An ounce of prevention is worth a lifetime of alienation


Via Boingboing (who got it from Itch.in), this insert was found in a CD by the band Coldplay, published by Virgin Records. I have nothing against Coldplay, although they are not high on any list of favorites either. I even have a sort of grudging respect for Virgin, however much their anti-corporate corporacity (something like mass pseudo-demassification) has worn thin over the decades (try as they may, they won't match Ralph Records). In any case, the overly aggressive "antipiracy" scheme has to be traced more to the corporation than to the artists, who will probably be blamed. A couple of notes here: 1) the strategy of telling people what they can do with products they have purchased is not likely to win lots of friends for the recording industry in this period of intensive decline caused by their failure (not for the first time) to adapt to new technologies that change the structure of the market, and 2) the declaration of contractual obligations of which one party is not aware until it is too late (the "contract" is hidden inside the shrinkwrap) should not get them too many micrometers past the door of a courtroom.
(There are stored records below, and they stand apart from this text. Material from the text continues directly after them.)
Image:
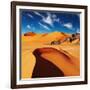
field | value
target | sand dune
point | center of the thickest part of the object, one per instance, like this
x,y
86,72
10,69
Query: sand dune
x,y
66,56
61,59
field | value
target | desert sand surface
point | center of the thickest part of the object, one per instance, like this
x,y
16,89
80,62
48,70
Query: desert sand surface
x,y
65,56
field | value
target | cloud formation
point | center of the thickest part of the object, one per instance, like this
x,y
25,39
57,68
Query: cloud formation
x,y
68,25
44,26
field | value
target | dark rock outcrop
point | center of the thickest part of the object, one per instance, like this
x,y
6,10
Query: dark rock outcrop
x,y
45,68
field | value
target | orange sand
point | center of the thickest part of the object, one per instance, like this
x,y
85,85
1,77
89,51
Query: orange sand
x,y
30,43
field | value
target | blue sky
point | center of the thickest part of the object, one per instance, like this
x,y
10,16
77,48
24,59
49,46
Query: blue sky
x,y
49,21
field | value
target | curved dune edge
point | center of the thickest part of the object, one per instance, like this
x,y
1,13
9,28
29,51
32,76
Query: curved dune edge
x,y
52,62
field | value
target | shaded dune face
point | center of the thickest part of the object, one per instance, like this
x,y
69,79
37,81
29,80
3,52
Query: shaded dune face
x,y
45,68
51,62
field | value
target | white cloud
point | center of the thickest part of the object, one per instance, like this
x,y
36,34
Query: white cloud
x,y
37,13
68,25
44,26
78,30
30,15
48,19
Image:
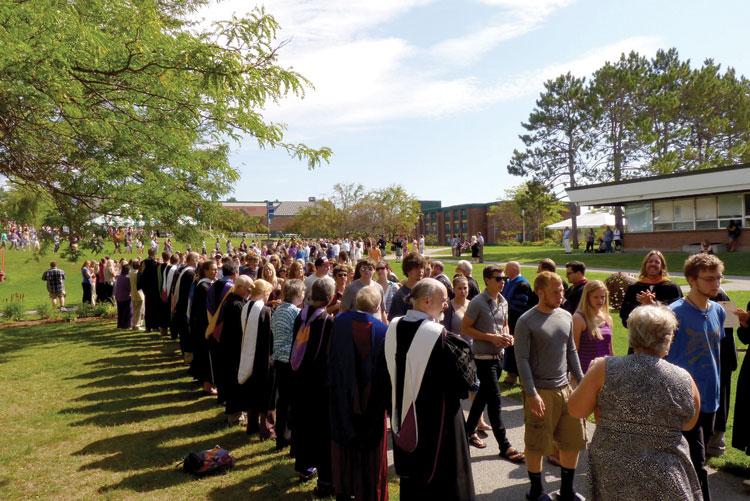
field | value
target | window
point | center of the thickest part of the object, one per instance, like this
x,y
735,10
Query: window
x,y
730,206
684,210
705,208
638,217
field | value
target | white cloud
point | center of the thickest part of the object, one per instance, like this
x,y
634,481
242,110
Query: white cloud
x,y
362,80
517,18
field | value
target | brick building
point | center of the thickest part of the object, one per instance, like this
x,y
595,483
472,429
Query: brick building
x,y
283,212
676,211
438,224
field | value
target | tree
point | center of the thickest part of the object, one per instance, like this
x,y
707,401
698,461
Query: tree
x,y
540,207
558,135
618,96
114,116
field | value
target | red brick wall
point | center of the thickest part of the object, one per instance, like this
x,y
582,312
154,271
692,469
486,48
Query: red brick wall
x,y
674,240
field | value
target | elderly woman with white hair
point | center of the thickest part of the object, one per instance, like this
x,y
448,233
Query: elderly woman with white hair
x,y
463,267
642,404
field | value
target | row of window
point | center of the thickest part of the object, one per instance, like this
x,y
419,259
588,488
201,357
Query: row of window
x,y
695,213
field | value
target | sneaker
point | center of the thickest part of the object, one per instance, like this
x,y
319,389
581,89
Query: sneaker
x,y
307,474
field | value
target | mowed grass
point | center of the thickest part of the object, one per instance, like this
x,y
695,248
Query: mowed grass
x,y
90,412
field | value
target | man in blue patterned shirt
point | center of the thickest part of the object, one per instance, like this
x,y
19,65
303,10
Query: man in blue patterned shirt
x,y
282,328
55,278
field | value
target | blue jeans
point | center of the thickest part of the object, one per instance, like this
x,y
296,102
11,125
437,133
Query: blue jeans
x,y
488,372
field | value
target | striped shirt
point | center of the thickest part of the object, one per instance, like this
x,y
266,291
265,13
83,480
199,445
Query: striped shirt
x,y
55,278
282,327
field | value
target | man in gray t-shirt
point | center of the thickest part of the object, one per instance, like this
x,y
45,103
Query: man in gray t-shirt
x,y
486,322
545,353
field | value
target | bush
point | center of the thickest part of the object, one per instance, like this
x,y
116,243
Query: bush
x,y
14,310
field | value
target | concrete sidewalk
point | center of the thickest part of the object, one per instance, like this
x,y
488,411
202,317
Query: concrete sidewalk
x,y
497,479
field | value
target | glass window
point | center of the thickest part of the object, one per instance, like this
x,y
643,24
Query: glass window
x,y
663,212
706,225
730,206
705,208
687,225
638,217
684,210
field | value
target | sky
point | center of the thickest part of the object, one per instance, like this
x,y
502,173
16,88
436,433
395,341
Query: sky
x,y
431,94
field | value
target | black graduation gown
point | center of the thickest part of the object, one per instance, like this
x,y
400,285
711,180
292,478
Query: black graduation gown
x,y
666,293
440,466
741,429
230,347
309,384
259,387
200,367
164,310
149,283
179,319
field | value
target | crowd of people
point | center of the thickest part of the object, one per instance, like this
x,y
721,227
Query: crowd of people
x,y
323,350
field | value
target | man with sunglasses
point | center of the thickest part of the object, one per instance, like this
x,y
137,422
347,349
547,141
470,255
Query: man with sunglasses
x,y
486,322
366,268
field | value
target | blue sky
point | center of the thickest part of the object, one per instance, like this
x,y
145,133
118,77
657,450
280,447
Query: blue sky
x,y
431,94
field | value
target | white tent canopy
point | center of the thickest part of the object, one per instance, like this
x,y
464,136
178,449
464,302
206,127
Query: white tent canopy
x,y
588,220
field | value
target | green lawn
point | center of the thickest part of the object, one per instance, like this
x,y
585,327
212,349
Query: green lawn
x,y
737,263
93,412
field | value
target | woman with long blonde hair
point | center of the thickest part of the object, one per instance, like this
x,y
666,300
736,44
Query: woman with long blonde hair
x,y
592,324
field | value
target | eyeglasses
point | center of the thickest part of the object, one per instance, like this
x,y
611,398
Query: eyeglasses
x,y
712,279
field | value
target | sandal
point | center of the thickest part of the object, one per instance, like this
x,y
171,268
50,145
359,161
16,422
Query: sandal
x,y
513,455
475,441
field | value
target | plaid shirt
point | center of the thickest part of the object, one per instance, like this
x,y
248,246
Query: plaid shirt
x,y
55,278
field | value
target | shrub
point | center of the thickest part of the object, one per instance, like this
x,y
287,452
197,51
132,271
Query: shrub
x,y
14,310
46,311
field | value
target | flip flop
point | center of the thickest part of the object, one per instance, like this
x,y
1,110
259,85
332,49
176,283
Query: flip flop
x,y
513,455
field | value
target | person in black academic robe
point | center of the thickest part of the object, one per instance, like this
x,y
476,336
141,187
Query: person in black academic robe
x,y
149,284
741,429
360,392
259,389
439,467
727,364
200,366
230,346
179,317
311,436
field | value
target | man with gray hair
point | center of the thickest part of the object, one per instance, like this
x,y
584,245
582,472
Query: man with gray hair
x,y
428,380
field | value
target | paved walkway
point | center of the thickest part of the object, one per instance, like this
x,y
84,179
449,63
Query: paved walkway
x,y
497,479
731,282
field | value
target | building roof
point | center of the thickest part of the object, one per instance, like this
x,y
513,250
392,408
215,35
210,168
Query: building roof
x,y
289,208
727,179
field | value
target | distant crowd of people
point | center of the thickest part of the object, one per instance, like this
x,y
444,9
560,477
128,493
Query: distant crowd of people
x,y
325,354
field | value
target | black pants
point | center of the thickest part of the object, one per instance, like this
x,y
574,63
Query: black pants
x,y
488,372
283,411
123,314
697,439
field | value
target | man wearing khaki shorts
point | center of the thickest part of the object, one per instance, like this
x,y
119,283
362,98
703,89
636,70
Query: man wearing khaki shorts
x,y
545,353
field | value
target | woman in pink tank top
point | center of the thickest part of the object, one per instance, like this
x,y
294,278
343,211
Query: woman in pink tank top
x,y
592,324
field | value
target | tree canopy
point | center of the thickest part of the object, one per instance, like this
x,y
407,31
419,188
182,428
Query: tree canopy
x,y
127,108
351,210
Music publishers are sprinting toward a brick wall by trying to use repression as a response to their general decline, while there is good evidence to question the assumption that downloading and filesharing damage sales, and reason to suggest that these activities might increase sales, especially of work by lesser-known artists. But then, closing ranks is a sign of an institution in decay, and opening possibilities is a sign of emergent creativity.